Night of the Ghoul is one of eight new series from Scott Snyder in an initiative that launched right in time for Halloween. Unfortunately for the series, the second issue out today might be even scarier. Night of the Ghoul #2 continues the story co-created by Francesco Francavilla about a film called, fittingly, “Night of the Ghoul”, which features a monster found during World War I that may be more real than any silver screen horror story. In the second issue, we learn not only are our main characters in danger, but possibly the world.
This issue opens with remnants of the film playing for the reader. We see the Ghoul hunger and it appears to be brought back to America with the rest of the American soldiers. Something isn’t quite right with one of them named Kurt, and soon his son can see he’s not his father. Told through black and white pages, Francesco imbues a haunting sense of unease like something out of the 1920s The Cabinet of Dr. Caligari. That unease hangs over the rest of the book that’s so strong you might check behind you as you read.
From there the story picks up where we left off as a man named Mr. Inman and his son are visiting an old folks home late at night.
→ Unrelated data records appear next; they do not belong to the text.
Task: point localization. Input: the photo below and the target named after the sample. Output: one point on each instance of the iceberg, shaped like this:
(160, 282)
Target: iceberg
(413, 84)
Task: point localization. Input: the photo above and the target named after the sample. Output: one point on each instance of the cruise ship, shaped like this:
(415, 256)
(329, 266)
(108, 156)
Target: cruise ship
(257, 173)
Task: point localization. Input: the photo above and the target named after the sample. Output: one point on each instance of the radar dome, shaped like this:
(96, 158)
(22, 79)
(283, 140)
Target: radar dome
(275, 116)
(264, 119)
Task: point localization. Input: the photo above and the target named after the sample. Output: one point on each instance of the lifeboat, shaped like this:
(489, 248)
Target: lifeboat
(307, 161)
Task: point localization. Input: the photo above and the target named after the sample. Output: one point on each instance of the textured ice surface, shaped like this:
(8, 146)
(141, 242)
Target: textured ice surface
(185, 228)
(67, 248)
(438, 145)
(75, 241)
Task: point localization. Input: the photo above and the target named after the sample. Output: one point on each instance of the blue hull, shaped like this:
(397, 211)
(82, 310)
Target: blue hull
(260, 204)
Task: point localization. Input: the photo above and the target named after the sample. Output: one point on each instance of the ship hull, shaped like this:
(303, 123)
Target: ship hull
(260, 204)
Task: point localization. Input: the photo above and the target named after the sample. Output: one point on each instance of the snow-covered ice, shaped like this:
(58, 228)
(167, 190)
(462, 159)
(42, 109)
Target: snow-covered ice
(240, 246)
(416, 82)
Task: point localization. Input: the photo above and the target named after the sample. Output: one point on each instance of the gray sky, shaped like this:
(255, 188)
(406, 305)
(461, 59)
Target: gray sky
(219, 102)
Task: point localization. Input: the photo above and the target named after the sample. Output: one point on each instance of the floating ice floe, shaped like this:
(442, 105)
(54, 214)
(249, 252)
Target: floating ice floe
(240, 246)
Inman wants to know more about a mysterious film he came across and any truths the very sick and grotesque original director might know about it. It’s the old man’s turn to ask questions though, which has the two going back and forth in sometimes uncomfortable ways. Inman’s obsession with the tape and the truth behind it blinds him from seeing the danger he’s in, although he does get nervous at times.
While new information is uncovered, Inman’s son pokes around the old folks home, which is now deserted. Once again, Francavilla ups the creepy factor with the boy going down into the depths and subtle shadow hands enveloping him, only for him to turn towards the light he came from to see freaky gasping faces. As he discovers atrocities in the basement Inman also realizes truly awful things are taking place.
It’s a cat and mouse sort of story, only told verbally. In between Inman and the old man are more clips from the film which further reveal who the Ghoul is in the story. The final page is a disturbing image that may just be burned into your brain. I will say it’s a reveal you’ll see coming, but the horror imagery works.
Night of the Ghoul follows up the first issue with an even creepier and disturbing second issue. I was teetering on this being my least favorite series from Snyder’s first three titles, but this second issue has swayed me. Night of the Ghoul is a hair-raising and disturbing horror story that rivals some of the best horror classics of our time.